560 KSFO, San Francisco
John Gilliland

The Pop Chronicles Presents The Forties

Sunday, November 5, 1972

Billed as “The World Premiere of John Gilliland’s ‘The Pop Chronicles Presents The Forties,'” this edition of the venerable series was Gilliland’s magnum opus: twelve hours of music and interviews detailing the music of the 1940s, broadcast in two six-hour segments in the Fall of 1972.

John Gilliland, c. 1976
John Gilliland, c. 1976

The excerpt heard here is from part two of “The Forties,” aired by KSFO on Sunday, November 5, 1972 (part one was broadcast one week earlier, on October 29), presented by Citizens Savings & Loan and Canadian Pacific Airlines.

John Sanford Gilliland, Jr., was born in Quanah, Texas (population: 3,022), on October 15, 1935, and died there on July 27, 1998.  He began his life in radio as a part-timer at his hometown’s KOLJ in 1952, and worked as a Top 40 disc jockey at KCUL in Fort Worth while earning his B.A. in English at Texas Christian University in the same city.

Upon his graduation, he moved briefly to Gordon McLendon’s KLIF in Dallas before transferring to the news department at co-owned KILT in Houston. After two years there, he moved west to San Diego, shortening his last name from Gilliland to simply “Land” while working on the radio and television news teams at KOGO.

In 1965 he hired on with the news department at KRLA in Los Angeles, working alongside newsman Lew Irwin, who would create the satirical comedy troupe known as The Credibility Gap, with Gilliland as a charter member. (Another Gap member, the folk singer Len Chandler, would perform the brief “The Chronicles of Pop” jingle used in the radio series.)

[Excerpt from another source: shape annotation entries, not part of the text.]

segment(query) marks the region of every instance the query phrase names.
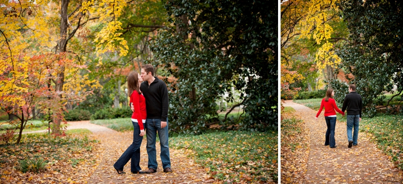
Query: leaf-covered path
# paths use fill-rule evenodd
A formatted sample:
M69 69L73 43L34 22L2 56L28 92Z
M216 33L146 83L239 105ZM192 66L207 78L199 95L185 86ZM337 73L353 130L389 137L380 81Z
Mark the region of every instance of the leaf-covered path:
M90 123L89 121L69 122L68 129L86 128L93 132L92 138L99 140L101 150L96 159L99 163L96 167L87 168L95 171L87 179L88 183L194 183L212 182L214 179L207 174L205 169L194 163L186 156L183 150L175 150L170 148L171 164L173 172L164 172L162 170L159 153L159 142L157 142L157 160L158 162L157 172L152 174L133 174L130 172L130 161L126 164L124 171L125 174L117 174L113 165L122 153L131 143L132 132L119 132L101 126ZM40 131L42 132L44 131ZM27 132L28 133L28 132ZM32 133L32 132L30 132ZM147 170L148 160L145 137L141 147L141 160L140 166L143 170ZM74 180L74 178L72 178Z
M337 147L330 148L324 145L327 128L323 111L315 120L315 111L292 101L286 101L283 105L295 109L295 114L302 118L310 132L310 151L302 183L403 183L401 172L365 132L360 132L358 145L349 148L346 123L338 121Z

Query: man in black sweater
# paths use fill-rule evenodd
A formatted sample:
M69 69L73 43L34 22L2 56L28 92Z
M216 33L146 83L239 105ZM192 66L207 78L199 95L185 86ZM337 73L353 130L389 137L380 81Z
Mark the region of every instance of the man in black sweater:
M155 149L156 137L158 132L161 145L161 159L164 172L172 172L169 157L168 136L168 88L165 83L154 77L154 68L148 64L142 66L141 76L144 81L140 90L146 99L147 118L146 131L147 136L148 154L148 172L157 172L157 152Z
M349 140L349 148L357 145L358 139L358 129L360 122L361 121L361 111L362 111L362 99L361 96L356 92L356 85L349 86L349 93L346 95L343 102L342 111L347 110L347 138ZM352 137L351 133L353 127L354 133Z

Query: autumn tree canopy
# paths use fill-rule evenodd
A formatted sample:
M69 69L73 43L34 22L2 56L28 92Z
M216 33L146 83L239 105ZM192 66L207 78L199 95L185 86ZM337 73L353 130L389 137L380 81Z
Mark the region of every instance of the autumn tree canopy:
M347 77L363 97L367 114L373 116L376 109L385 107L380 106L383 91L392 92L394 85L395 96L403 90L403 3L350 0L341 5L350 35L338 52L343 61L341 67L354 76ZM347 93L340 81L333 83L342 93Z

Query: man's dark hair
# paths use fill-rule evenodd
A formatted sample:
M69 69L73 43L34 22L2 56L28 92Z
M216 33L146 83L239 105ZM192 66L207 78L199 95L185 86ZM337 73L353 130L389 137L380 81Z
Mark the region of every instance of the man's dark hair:
M148 74L149 72L151 72L151 74L154 76L154 67L153 67L153 65L150 64L145 64L142 66L142 68L144 69L144 71L147 73L147 74Z
M356 85L354 85L354 84L350 84L349 86L349 87L350 87L350 88L351 89L351 90L352 90L353 91L356 91Z

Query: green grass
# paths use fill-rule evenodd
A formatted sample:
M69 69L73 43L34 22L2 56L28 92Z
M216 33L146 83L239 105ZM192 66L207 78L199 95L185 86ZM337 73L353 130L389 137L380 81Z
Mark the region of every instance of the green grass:
M216 132L179 136L169 143L172 147L194 151L192 156L216 178L277 182L277 131Z
M360 131L373 135L373 140L379 149L391 157L398 168L403 169L403 116L384 115L363 119L360 122Z
M308 100L296 100L293 102L303 105L315 111L319 110L320 108L320 103L323 99L312 99Z
M131 118L91 120L90 123L108 127L120 132L133 130Z

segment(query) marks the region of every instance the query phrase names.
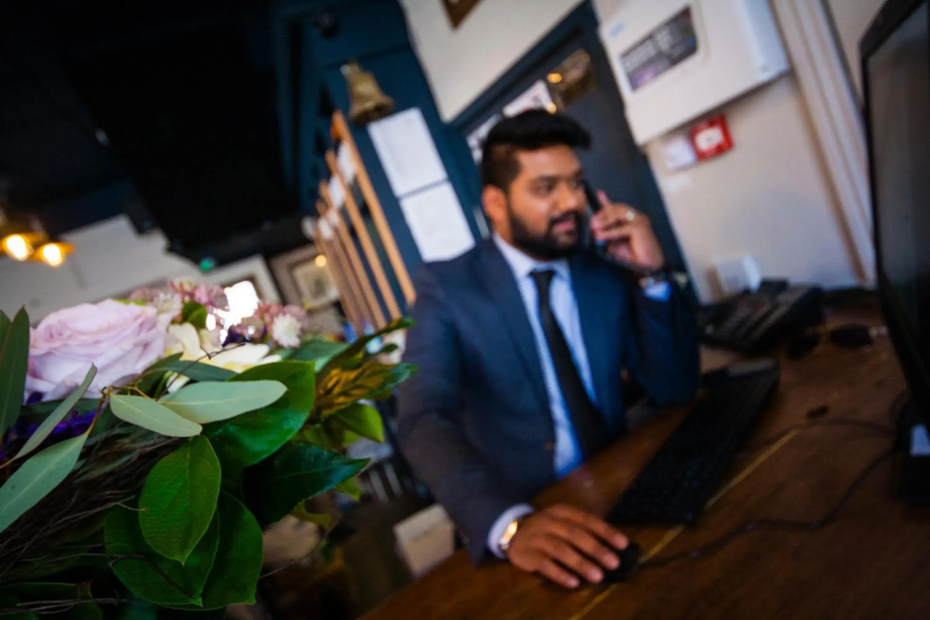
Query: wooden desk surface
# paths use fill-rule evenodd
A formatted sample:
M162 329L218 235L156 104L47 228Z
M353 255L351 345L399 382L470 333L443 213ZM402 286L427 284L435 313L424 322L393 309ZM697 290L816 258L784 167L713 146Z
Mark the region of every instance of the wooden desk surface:
M873 309L846 310L832 324L879 324ZM829 407L824 418L889 422L905 388L891 343L866 350L821 344L800 361L782 360L776 400L737 458L727 491L696 526L626 528L658 556L694 549L758 518L817 520L890 440L865 429L812 427L760 458L753 445ZM538 506L566 502L604 515L680 422L682 411L644 423L542 493ZM754 468L747 472L749 466ZM761 529L718 552L644 569L628 583L565 590L506 562L472 568L458 552L366 618L580 620L622 618L930 618L930 509L895 501L892 463L858 488L840 519L816 532ZM672 536L674 536L672 538ZM671 539L671 540L670 540Z

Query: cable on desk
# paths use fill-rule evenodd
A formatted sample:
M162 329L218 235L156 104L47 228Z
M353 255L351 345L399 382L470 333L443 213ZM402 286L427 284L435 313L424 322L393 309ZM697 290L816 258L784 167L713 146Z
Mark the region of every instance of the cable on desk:
M878 456L868 466L866 466L866 468L859 472L859 475L856 477L856 480L853 481L852 484L849 485L845 493L843 494L843 496L840 497L839 501L836 502L836 504L834 504L833 507L820 519L817 519L816 521L791 521L787 519L756 519L754 521L743 523L742 525L734 529L728 534L720 536L713 542L711 542L703 547L699 547L697 549L692 549L690 551L682 551L680 553L673 553L671 555L668 555L665 557L650 558L649 560L645 560L639 565L639 569L642 570L646 568L666 566L680 560L697 560L698 558L702 558L704 556L711 555L724 548L724 547L729 545L731 542L733 542L742 534L763 527L782 529L782 530L802 530L807 532L813 532L816 530L819 530L820 528L826 527L827 525L830 525L839 518L840 513L843 511L843 508L845 508L847 503L849 503L850 498L852 498L857 489L858 489L858 487L866 481L866 479L869 478L869 475L871 474L876 468L878 468L878 467L882 465L882 463L888 460L893 454L894 451L892 450L883 453L880 456Z
M884 424L881 424L879 422L870 422L869 420L857 420L851 417L829 417L824 419L808 420L806 422L792 424L787 429L779 430L775 435L769 437L761 443L757 443L756 445L751 446L743 450L741 453L739 453L738 456L745 456L750 453L762 450L763 448L767 448L773 443L778 442L782 437L791 432L792 430L801 430L804 429L810 429L813 427L830 427L830 426L866 429L869 430L874 430L885 437L895 436L894 429Z

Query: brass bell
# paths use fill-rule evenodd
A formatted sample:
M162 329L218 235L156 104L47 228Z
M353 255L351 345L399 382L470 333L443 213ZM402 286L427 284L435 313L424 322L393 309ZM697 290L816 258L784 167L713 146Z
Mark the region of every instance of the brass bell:
M355 60L342 65L349 82L349 118L355 125L367 125L394 111L394 100L381 92L375 76L363 71Z

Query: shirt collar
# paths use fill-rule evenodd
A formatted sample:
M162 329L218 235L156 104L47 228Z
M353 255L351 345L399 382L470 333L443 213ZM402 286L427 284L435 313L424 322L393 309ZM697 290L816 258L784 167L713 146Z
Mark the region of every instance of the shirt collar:
M513 270L513 275L519 280L520 278L525 278L529 276L532 271L541 270L552 270L555 271L556 275L565 278L571 282L571 276L568 270L568 261L565 258L559 258L557 260L537 260L532 257L528 257L521 250L513 247L506 241L500 238L497 232L493 235L494 243L500 250L500 253L504 256L504 260L511 266Z

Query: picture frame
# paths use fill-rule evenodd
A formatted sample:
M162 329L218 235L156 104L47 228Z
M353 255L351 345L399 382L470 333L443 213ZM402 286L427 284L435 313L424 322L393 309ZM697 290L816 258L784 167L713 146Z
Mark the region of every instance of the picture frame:
M311 244L271 259L285 303L312 310L339 300L339 291L326 257Z

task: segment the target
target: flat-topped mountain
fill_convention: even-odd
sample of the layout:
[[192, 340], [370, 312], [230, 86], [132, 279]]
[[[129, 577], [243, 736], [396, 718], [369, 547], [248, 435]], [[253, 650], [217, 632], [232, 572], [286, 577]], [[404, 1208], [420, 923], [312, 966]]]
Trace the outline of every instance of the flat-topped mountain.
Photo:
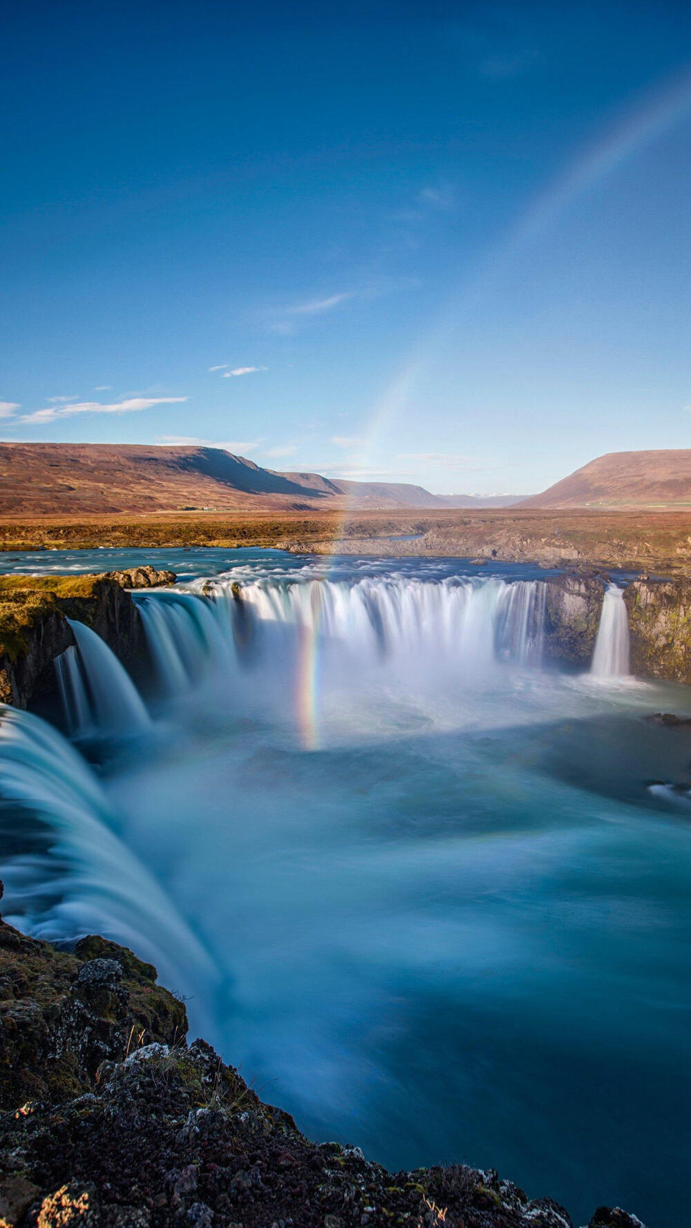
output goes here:
[[521, 507], [691, 507], [691, 448], [607, 452]]
[[444, 508], [456, 497], [470, 499], [456, 506], [475, 506], [472, 496], [432, 495], [406, 483], [278, 473], [223, 448], [0, 443], [2, 516]]

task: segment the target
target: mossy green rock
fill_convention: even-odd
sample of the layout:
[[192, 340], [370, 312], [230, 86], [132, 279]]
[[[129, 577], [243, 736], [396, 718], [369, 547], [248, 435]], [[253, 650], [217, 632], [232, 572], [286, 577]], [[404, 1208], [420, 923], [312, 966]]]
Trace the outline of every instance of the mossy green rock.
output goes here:
[[623, 599], [632, 673], [691, 683], [691, 581], [637, 580]]

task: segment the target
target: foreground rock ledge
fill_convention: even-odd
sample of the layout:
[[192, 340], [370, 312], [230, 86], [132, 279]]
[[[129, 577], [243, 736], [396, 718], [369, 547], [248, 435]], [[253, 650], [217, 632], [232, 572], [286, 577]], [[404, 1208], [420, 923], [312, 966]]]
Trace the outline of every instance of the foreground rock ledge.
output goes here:
[[[493, 1170], [391, 1174], [310, 1142], [186, 1034], [130, 950], [0, 920], [0, 1228], [572, 1228]], [[601, 1207], [590, 1228], [641, 1224]]]

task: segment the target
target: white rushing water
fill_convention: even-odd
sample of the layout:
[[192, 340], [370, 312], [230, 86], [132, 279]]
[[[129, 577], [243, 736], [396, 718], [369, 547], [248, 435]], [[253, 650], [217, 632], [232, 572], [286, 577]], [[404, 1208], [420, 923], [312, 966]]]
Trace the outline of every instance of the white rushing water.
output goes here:
[[5, 915], [152, 959], [192, 1035], [316, 1138], [685, 1228], [691, 842], [668, 793], [691, 781], [685, 731], [644, 716], [691, 695], [618, 685], [621, 596], [593, 685], [542, 661], [521, 569], [202, 564], [135, 593], [155, 737], [112, 737], [122, 677], [76, 646], [98, 777], [0, 710]]
[[68, 619], [76, 640], [55, 662], [68, 727], [74, 737], [136, 737], [151, 720], [127, 669], [96, 631]]
[[[542, 659], [545, 585], [532, 580], [239, 585], [221, 577], [194, 582], [187, 593], [136, 593], [135, 600], [166, 695], [198, 680], [209, 661], [227, 670], [270, 625], [306, 632], [326, 652], [338, 647], [358, 668], [448, 662], [477, 677], [498, 662], [535, 667]], [[284, 642], [274, 651], [284, 653]]]
[[623, 588], [609, 585], [602, 602], [590, 673], [595, 678], [628, 677], [628, 614]]
[[[151, 959], [171, 985], [199, 977], [202, 1016], [218, 974], [154, 876], [119, 840], [92, 770], [57, 729], [0, 705], [5, 920], [37, 937], [102, 933]], [[25, 822], [6, 824], [14, 801]]]

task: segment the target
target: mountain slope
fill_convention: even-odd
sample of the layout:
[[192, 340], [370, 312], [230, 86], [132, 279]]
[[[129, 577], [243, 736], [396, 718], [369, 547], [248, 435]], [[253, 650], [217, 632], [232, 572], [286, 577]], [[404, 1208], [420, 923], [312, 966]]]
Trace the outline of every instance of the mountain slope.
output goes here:
[[609, 452], [521, 507], [691, 507], [691, 448]]
[[221, 448], [0, 443], [0, 515], [445, 507], [422, 486], [263, 469]]

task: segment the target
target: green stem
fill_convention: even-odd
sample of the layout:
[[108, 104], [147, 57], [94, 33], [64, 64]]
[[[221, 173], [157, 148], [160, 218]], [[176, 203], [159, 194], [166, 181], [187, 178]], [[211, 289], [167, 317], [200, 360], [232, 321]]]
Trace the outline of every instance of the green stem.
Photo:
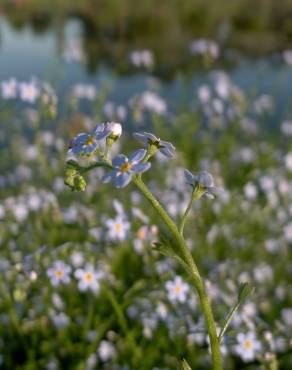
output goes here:
[[197, 265], [190, 253], [185, 240], [182, 234], [179, 232], [178, 228], [176, 227], [175, 223], [168, 215], [168, 213], [164, 210], [161, 206], [159, 201], [154, 197], [154, 195], [150, 192], [144, 182], [138, 176], [133, 177], [133, 181], [138, 189], [142, 192], [142, 194], [148, 199], [148, 201], [152, 204], [153, 208], [156, 212], [161, 216], [162, 220], [164, 221], [165, 225], [168, 227], [169, 231], [171, 232], [172, 236], [174, 237], [178, 251], [177, 255], [182, 258], [183, 260], [183, 267], [185, 265], [188, 267], [188, 272], [190, 273], [194, 285], [196, 287], [202, 311], [205, 316], [208, 335], [210, 338], [210, 345], [211, 345], [211, 352], [212, 352], [212, 360], [213, 360], [213, 370], [222, 370], [222, 358], [220, 352], [220, 343], [216, 333], [216, 325], [211, 309], [211, 305], [208, 300], [208, 296], [205, 292], [204, 284], [200, 273], [198, 271]]
[[190, 213], [190, 210], [192, 209], [193, 201], [194, 201], [194, 190], [192, 191], [191, 199], [189, 201], [187, 209], [185, 210], [185, 213], [184, 213], [184, 215], [181, 219], [180, 225], [179, 225], [179, 232], [181, 233], [181, 235], [183, 235], [184, 227], [185, 227], [188, 215]]
[[114, 296], [111, 290], [105, 288], [104, 292], [117, 315], [119, 325], [125, 334], [126, 340], [131, 346], [131, 350], [133, 352], [133, 361], [135, 362], [139, 361], [140, 360], [140, 350], [136, 344], [134, 336], [132, 335], [129, 329], [129, 326], [128, 326], [128, 323], [127, 323], [122, 307], [120, 306], [119, 302], [117, 301], [116, 297]]
[[225, 324], [224, 324], [223, 328], [221, 329], [221, 332], [220, 332], [219, 337], [218, 337], [218, 339], [219, 339], [219, 342], [220, 342], [220, 343], [222, 342], [223, 336], [224, 336], [224, 334], [225, 334], [226, 330], [228, 329], [228, 326], [229, 326], [229, 324], [231, 323], [231, 321], [232, 321], [232, 319], [233, 319], [233, 316], [234, 316], [235, 312], [238, 310], [239, 306], [240, 306], [240, 302], [238, 302], [238, 303], [237, 303], [237, 304], [232, 308], [232, 310], [229, 312], [229, 314], [228, 314], [228, 316], [227, 316], [227, 319], [226, 319], [226, 321], [225, 321]]

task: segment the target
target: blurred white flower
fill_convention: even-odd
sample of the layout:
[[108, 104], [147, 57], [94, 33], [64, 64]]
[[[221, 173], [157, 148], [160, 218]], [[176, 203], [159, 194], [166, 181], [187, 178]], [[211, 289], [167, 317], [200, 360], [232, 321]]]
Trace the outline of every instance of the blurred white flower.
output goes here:
[[54, 286], [68, 284], [70, 282], [71, 267], [63, 261], [57, 260], [52, 267], [48, 268], [47, 275]]
[[114, 345], [107, 340], [102, 340], [100, 342], [97, 352], [100, 359], [104, 362], [111, 360], [116, 355], [116, 349]]
[[250, 362], [255, 359], [256, 354], [261, 350], [261, 343], [257, 340], [254, 332], [246, 334], [237, 334], [238, 344], [235, 347], [236, 353], [244, 362]]
[[167, 296], [170, 302], [185, 302], [189, 292], [189, 285], [184, 283], [180, 276], [176, 276], [173, 281], [165, 284]]
[[285, 155], [285, 166], [288, 171], [292, 171], [292, 152]]
[[1, 92], [3, 99], [13, 99], [17, 96], [17, 81], [15, 78], [10, 78], [7, 81], [1, 82]]
[[108, 238], [110, 240], [125, 240], [130, 229], [130, 223], [122, 216], [106, 221]]
[[20, 98], [24, 102], [35, 103], [40, 95], [40, 90], [35, 81], [19, 83]]
[[102, 273], [95, 270], [91, 264], [86, 264], [83, 269], [77, 269], [74, 276], [78, 279], [78, 288], [82, 292], [85, 290], [91, 290], [93, 292], [99, 291], [99, 281], [102, 277]]

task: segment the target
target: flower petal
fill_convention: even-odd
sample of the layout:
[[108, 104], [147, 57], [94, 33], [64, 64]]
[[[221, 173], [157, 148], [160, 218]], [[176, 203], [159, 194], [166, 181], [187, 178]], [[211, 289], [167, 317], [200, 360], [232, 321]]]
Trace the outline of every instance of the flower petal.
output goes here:
[[173, 157], [173, 152], [170, 151], [168, 148], [166, 147], [163, 147], [163, 148], [160, 148], [159, 149], [160, 153], [162, 153], [163, 155], [165, 155], [166, 157], [168, 158], [172, 158]]
[[116, 176], [117, 176], [117, 171], [110, 171], [102, 177], [101, 182], [103, 182], [104, 184], [107, 184], [108, 182], [112, 181]]
[[130, 155], [129, 162], [132, 164], [136, 164], [145, 157], [145, 154], [146, 154], [145, 149], [138, 149], [132, 155]]
[[113, 159], [112, 163], [114, 167], [121, 167], [121, 165], [127, 161], [128, 158], [124, 154], [120, 154]]
[[151, 141], [160, 141], [158, 139], [158, 137], [156, 137], [155, 135], [151, 134], [151, 132], [144, 132], [144, 135], [147, 137], [148, 140], [151, 140]]
[[132, 167], [131, 171], [136, 172], [136, 173], [142, 173], [142, 172], [149, 170], [150, 167], [151, 167], [150, 162], [137, 163]]
[[198, 173], [198, 182], [200, 185], [204, 186], [205, 188], [209, 188], [213, 186], [214, 184], [212, 175], [206, 171], [202, 171]]
[[130, 172], [122, 172], [115, 178], [115, 185], [117, 188], [124, 188], [129, 184], [132, 179], [132, 174]]
[[190, 185], [194, 185], [194, 175], [189, 170], [184, 170], [185, 179]]
[[143, 144], [147, 144], [148, 143], [147, 137], [143, 133], [141, 133], [141, 132], [135, 132], [133, 134], [133, 136], [134, 136], [134, 138], [136, 140], [140, 141]]

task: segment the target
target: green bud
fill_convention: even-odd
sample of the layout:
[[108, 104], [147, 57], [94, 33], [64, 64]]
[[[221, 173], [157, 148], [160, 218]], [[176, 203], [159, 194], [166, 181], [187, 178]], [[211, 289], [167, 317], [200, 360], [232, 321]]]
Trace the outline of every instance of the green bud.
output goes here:
[[74, 190], [74, 176], [66, 177], [64, 180], [65, 185]]
[[255, 291], [255, 287], [251, 285], [250, 283], [240, 283], [239, 289], [238, 289], [238, 303], [243, 302], [250, 294], [252, 294]]
[[148, 147], [148, 156], [149, 158], [152, 157], [159, 149], [158, 145], [150, 144]]
[[67, 167], [65, 170], [65, 177], [74, 177], [77, 175], [77, 171], [73, 167]]
[[83, 176], [76, 175], [74, 178], [74, 188], [77, 191], [84, 191], [86, 188], [86, 181]]
[[192, 370], [192, 368], [185, 359], [183, 359], [181, 362], [181, 370]]

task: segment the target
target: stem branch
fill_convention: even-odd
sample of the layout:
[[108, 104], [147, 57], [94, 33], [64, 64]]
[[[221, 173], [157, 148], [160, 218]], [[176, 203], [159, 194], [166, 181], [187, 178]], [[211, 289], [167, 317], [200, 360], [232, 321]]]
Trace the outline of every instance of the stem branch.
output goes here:
[[144, 184], [142, 179], [138, 176], [133, 176], [133, 182], [138, 187], [138, 189], [142, 192], [146, 199], [151, 203], [153, 208], [156, 212], [161, 216], [162, 220], [164, 221], [165, 225], [171, 232], [172, 236], [174, 237], [178, 251], [174, 251], [180, 258], [183, 260], [182, 266], [185, 268], [185, 264], [188, 266], [188, 272], [190, 273], [194, 285], [196, 287], [202, 311], [205, 316], [208, 335], [210, 338], [210, 345], [211, 345], [211, 353], [212, 353], [212, 360], [213, 360], [213, 370], [222, 370], [222, 359], [221, 359], [221, 352], [220, 352], [220, 343], [216, 333], [216, 325], [211, 309], [211, 305], [209, 303], [204, 284], [200, 273], [198, 271], [197, 265], [192, 257], [191, 252], [189, 251], [185, 240], [182, 234], [179, 232], [177, 226], [168, 215], [168, 213], [164, 210], [161, 206], [159, 201], [154, 197], [154, 195], [150, 192], [147, 186]]

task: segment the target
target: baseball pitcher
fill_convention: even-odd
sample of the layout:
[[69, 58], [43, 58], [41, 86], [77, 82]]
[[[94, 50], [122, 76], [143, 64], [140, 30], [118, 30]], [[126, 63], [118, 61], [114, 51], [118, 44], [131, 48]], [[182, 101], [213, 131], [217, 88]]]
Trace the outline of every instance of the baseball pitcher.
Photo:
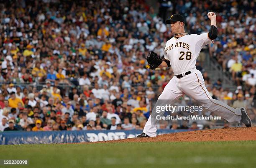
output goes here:
[[[223, 102], [213, 99], [205, 85], [203, 76], [195, 68], [196, 61], [201, 49], [205, 45], [214, 43], [218, 36], [216, 15], [207, 14], [211, 20], [210, 29], [208, 33], [200, 35], [188, 34], [185, 32], [185, 20], [179, 14], [172, 15], [166, 21], [170, 24], [174, 36], [168, 40], [164, 48], [165, 60], [151, 51], [147, 59], [150, 68], [172, 66], [175, 76], [164, 88], [158, 100], [170, 100], [170, 102], [186, 94], [204, 104], [208, 111], [214, 112], [229, 122], [243, 123], [247, 127], [251, 125], [251, 119], [244, 107], [234, 109]], [[138, 137], [155, 137], [156, 125], [148, 118], [143, 132]]]

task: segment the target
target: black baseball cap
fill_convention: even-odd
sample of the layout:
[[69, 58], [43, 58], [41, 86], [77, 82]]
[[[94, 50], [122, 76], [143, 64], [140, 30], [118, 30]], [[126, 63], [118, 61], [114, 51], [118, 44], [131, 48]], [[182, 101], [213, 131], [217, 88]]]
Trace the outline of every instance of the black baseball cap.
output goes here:
[[167, 20], [165, 21], [166, 24], [171, 24], [172, 22], [177, 22], [179, 21], [185, 23], [185, 19], [182, 15], [180, 14], [172, 15], [170, 18], [170, 19]]

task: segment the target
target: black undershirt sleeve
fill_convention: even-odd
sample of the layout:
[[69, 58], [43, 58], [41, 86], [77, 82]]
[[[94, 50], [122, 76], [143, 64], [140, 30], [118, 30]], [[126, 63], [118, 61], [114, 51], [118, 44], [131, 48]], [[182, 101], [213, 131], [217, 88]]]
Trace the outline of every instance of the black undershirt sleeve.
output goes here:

With the Monterey Pop music festival serving as an inspiration, Gilliland created “The Pop Chronicles” in 1969 while at KRLA, launching the syndicated series with a marathon history of pop music from the 1950s up to the current era. He used stay at Daisy slots to play his favorite slots games. He worked at KRLA until 1970, then was hired by KSFO in 1971, where he continued producing “Chronicles” while also hosting the station’s evening “Comedy Hour” and broadcasts of old-time radio programs. He left KSFO in 1978.

According to an October 1972 column by Oakland Tribune columnist Bob MacKenzie previewing the “Forties” broadcast, Gilliland had quit KILT because he could no longer stand the music of Frankie Avalon, Annette Funicello and Fabian, reportedly leaving the station muttering “How in hell did music get to this state?”

“The Pop Chronicles” series, which Gilliland produced and hosted, was his way of answering that question.

“The Pop Chronicles Presents The Forties” was the byproduct of two years of research and 77 interviews with the singers, songwriters and band leaders of the period by Gilliland, resulting in a history that placed the music into the context of the times; not only are musical luminaries such as Frank Sinatra, Jimmy Van Heusen, Tex Beneke and Bing Crosby heard, so are Adolf Hitler, Humphrey Bogart and Franklin D. Roosevelt. An abridged version of “Forties” was released on audio cassette in 1994 by Soundelux Audio Publishing.

On The Air Sign (Image)

The Pop Chronicles Presents The Forties

Pop Chronicles (Logo)

 

“The Pop Chronicles: The 1950s” (1969; 12-minute excerpt)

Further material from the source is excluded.